The team behind innovateAfrica also runs a $500,000 companion fund, impactAfrica, which launched in February 2016 and offers grants of up to $20,000 for journalists utilizing pioneering digital reporting methods in their work. Both are part of the International Center for Journalists’ wider data journalism initiative in Africa.

innovateAfrica’s partners include the Omidyar Network, the Bill & Melinda Gates Foundation, the CFI, the John S. and James L. Knight Foundation, the Media Development Investment Fund, the Global Editors’ Network, and the World Bank.

As the new digital economy transforms newsrooms around the world, African media companies face distinct challenges. Along with the universal question of how to monetize social-media clicks and shares and offset declining advertising spend, Arenstein notes they often struggle to find and engage their audiences, and frequently lack adequate technological tools for data gathering and analysis.

While digital innovations can help address those challenges, Arenstein says that in a corporate environment subject to market pressures, risk isn’t necessarily rewarded, making the support of innovateAfrica all the more important.

“We celebrate failures,” he says, while noting that he often tells media partners, “You can and you should fail, because we’re going to learn from the failures.”

While submissions came from 49 African nations, a number of common themes emerged. InfoFinder, by AfricaCheck (Kenya, Nigeria, South Africa, Senegal), and Overlay, by Paul Watson (pan-Africa), were among the projects looking to combat the challenge of “fake news” in Africa, where “traditional, factual, evidence-driven reporting” isn’t always the norm, according to Arenstein.

New technologies like drones, sensors, and satellites were singled out in winners such as africanDRONE, by WeRobotics and UnequalScenes (pan-Africa), and Frontline, by African Defence Review (South Africa), as a way to produce real-time reporting in hard-to-reach places.

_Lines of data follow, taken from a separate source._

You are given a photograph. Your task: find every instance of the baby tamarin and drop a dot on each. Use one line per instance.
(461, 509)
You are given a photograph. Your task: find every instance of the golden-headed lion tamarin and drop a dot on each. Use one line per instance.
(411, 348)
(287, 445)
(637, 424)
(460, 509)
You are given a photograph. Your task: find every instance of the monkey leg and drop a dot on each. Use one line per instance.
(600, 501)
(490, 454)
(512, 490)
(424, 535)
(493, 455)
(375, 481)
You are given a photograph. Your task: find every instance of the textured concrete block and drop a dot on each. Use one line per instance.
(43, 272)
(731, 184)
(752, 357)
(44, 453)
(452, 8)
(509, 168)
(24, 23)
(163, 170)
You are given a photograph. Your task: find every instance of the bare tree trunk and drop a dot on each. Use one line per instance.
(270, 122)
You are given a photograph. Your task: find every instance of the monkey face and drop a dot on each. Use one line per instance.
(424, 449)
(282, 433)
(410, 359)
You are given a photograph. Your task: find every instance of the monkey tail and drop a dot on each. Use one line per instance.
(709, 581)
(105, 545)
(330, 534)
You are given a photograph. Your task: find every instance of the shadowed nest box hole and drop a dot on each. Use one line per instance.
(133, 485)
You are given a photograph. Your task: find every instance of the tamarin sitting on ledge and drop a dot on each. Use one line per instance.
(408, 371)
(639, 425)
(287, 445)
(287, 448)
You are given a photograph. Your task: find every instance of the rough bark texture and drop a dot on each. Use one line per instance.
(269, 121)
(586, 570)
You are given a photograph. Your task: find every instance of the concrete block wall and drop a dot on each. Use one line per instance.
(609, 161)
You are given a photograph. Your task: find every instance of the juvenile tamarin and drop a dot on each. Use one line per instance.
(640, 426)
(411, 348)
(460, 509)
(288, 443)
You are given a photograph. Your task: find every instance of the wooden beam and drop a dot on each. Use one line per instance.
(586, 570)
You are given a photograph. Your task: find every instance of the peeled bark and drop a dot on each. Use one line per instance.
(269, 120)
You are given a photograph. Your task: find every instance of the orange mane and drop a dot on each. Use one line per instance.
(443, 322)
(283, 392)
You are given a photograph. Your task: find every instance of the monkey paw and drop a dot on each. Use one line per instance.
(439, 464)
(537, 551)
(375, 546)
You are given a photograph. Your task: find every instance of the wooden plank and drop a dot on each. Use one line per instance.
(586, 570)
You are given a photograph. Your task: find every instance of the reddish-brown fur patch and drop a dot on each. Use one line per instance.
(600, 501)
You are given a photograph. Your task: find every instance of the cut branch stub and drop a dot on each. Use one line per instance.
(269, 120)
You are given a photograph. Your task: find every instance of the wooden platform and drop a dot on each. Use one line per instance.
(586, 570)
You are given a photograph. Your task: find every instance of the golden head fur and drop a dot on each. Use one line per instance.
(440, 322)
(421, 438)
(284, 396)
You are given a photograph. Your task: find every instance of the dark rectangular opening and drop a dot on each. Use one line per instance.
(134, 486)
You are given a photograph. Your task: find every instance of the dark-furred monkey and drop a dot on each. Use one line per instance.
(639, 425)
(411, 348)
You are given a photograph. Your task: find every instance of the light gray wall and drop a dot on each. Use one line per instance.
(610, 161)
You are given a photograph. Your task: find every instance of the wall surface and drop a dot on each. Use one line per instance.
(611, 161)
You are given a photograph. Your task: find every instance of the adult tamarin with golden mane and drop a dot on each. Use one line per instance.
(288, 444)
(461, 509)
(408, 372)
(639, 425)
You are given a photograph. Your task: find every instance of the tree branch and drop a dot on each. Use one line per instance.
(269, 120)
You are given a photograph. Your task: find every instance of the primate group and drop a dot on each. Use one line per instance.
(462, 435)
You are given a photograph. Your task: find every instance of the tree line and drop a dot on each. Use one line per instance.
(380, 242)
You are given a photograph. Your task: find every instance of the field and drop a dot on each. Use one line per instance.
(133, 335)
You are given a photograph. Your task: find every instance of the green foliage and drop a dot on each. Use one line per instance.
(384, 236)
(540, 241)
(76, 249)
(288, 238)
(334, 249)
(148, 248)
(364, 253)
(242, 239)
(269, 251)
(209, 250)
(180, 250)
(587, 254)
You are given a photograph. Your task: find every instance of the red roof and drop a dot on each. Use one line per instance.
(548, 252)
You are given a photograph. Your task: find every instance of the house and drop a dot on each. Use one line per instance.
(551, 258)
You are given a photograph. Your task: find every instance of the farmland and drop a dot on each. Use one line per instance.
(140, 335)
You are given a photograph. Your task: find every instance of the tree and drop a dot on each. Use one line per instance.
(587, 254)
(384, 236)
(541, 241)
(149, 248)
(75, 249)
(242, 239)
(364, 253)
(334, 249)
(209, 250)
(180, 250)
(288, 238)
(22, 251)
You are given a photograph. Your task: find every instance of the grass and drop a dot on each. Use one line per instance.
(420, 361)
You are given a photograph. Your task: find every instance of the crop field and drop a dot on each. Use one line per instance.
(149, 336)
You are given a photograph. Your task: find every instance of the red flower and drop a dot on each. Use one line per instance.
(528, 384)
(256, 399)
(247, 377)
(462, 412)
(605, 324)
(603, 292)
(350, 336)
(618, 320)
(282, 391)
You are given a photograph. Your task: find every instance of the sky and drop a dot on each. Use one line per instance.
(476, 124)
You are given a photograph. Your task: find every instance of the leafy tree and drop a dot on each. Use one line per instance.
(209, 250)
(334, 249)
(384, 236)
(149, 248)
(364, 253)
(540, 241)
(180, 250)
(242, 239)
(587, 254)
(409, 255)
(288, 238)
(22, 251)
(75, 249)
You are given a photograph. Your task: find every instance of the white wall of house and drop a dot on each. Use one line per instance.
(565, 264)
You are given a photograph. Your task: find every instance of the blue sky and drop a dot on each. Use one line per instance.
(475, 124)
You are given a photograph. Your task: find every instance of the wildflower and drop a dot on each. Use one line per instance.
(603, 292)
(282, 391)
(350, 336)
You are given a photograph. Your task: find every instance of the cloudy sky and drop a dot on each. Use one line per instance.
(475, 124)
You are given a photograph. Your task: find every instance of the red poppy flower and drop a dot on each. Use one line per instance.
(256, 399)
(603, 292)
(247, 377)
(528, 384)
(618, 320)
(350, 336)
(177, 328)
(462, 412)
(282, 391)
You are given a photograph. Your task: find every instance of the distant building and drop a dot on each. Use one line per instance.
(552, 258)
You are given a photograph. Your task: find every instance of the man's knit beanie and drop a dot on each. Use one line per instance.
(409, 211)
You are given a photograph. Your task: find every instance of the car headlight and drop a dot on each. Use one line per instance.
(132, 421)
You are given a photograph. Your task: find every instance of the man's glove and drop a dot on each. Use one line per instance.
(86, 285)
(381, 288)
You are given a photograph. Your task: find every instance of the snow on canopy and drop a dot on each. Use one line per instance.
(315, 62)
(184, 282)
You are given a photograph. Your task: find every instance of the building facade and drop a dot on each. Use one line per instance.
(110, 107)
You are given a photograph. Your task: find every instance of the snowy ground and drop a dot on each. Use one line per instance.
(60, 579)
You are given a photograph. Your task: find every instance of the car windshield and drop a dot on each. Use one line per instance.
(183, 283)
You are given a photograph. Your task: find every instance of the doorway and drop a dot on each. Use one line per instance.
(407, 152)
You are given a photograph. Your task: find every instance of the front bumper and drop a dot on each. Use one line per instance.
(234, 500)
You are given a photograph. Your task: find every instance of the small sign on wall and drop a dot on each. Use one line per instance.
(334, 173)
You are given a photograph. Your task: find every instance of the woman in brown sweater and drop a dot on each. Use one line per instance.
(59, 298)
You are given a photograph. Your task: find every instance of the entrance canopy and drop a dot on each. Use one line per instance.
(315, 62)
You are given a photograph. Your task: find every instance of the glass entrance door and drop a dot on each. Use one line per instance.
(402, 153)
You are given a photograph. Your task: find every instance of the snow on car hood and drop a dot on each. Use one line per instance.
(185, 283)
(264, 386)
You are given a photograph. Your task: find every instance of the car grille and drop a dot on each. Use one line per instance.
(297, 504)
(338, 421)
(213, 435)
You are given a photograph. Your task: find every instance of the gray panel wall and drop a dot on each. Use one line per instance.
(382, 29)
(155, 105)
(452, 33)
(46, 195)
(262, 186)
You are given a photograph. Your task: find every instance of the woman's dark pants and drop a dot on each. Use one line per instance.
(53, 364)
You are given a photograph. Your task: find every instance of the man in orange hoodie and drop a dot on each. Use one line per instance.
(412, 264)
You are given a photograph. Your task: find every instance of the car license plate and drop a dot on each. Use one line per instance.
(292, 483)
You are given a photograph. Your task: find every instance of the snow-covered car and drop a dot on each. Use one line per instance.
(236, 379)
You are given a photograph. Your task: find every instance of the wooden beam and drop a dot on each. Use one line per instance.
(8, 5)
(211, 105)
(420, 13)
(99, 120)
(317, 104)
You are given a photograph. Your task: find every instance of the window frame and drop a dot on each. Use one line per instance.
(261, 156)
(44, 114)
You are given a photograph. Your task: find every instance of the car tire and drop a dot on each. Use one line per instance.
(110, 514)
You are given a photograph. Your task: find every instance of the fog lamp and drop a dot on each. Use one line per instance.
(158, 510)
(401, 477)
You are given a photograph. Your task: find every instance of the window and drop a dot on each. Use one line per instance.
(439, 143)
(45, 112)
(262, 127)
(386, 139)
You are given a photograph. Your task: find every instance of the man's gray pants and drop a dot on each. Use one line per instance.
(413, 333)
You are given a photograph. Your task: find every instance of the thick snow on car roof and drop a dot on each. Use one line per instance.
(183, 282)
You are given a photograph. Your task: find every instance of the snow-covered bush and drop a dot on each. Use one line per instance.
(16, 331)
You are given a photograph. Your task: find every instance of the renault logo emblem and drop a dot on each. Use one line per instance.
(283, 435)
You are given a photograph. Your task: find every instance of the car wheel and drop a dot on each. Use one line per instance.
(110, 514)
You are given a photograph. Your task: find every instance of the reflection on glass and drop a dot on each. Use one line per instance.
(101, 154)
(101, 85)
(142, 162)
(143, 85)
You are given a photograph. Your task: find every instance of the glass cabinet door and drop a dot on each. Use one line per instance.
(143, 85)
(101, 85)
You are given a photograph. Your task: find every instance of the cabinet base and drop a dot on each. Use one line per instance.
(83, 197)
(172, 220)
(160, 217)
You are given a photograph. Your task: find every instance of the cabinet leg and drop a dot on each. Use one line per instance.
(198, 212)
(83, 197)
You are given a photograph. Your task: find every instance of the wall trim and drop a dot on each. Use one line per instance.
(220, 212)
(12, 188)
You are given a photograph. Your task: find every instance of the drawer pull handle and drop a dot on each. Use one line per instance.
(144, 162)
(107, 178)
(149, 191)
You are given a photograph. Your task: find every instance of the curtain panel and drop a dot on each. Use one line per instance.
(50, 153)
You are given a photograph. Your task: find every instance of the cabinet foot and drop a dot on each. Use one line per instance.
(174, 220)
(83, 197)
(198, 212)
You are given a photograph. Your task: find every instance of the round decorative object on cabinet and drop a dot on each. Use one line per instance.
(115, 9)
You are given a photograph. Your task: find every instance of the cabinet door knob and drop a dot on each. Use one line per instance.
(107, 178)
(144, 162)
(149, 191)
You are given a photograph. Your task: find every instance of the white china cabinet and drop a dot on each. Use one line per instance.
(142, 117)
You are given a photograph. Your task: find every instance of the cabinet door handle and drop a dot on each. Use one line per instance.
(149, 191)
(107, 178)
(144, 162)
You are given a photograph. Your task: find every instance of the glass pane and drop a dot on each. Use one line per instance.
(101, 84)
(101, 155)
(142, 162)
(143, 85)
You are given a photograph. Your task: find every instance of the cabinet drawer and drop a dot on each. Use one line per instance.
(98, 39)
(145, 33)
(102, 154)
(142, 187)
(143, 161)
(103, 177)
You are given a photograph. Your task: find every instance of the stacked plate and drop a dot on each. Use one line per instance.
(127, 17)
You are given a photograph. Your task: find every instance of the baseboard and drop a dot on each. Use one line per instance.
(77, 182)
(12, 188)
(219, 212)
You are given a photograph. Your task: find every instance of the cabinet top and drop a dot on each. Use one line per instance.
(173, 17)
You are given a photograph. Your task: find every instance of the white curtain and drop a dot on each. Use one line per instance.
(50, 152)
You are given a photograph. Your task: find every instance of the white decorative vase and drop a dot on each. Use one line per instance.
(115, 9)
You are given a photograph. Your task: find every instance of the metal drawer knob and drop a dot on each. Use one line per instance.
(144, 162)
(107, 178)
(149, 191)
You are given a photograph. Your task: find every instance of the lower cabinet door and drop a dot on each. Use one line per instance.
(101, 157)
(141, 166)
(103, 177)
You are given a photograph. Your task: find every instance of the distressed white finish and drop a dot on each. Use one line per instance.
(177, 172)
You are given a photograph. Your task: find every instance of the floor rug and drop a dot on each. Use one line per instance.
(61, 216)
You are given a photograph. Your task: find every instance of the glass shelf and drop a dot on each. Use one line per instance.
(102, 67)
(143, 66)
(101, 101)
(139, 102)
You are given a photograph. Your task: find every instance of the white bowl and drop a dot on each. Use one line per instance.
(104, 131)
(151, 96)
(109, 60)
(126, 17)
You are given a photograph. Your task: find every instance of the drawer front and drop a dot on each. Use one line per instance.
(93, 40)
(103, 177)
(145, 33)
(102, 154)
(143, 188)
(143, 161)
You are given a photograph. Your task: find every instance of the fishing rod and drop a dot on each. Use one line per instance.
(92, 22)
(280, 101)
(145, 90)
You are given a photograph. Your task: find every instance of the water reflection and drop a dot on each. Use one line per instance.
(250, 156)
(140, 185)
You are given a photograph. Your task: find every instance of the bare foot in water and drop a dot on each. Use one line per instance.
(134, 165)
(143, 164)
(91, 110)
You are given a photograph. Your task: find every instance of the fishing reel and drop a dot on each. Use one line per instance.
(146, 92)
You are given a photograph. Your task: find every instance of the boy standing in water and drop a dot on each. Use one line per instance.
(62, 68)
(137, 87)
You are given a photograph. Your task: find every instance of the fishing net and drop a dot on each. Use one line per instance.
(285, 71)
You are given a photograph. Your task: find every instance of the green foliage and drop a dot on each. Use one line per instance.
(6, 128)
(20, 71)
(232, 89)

AfriBOT, by the European Journalism Centre and The Source (Namibia, Zimbabwe), and NewsBot, by Atchai, Star and Punch (Kenya, Nigeria), were among the proposals that utilized bots to better gather and analyze data, or explored how chatbots can help deliver news through smartphone apps like WeChat and WhatsApp — a way to reach mass audiences and help turn news “into more of a conversation that can be personalized by the recipient,” says Arenstein.

Together the winning projects paint a portrait of a rapidly evolving media landscape.

“When we first ventured into this in 2012, there was no pan-African data journalism community or ecosystem,” says Arenstein, pointing to a continent-wide network of some 35,000 members across groups like Code for Africa and Hacks/Hackers Africa.

He adds, “It’s the industry itself that’s now setting the pace.”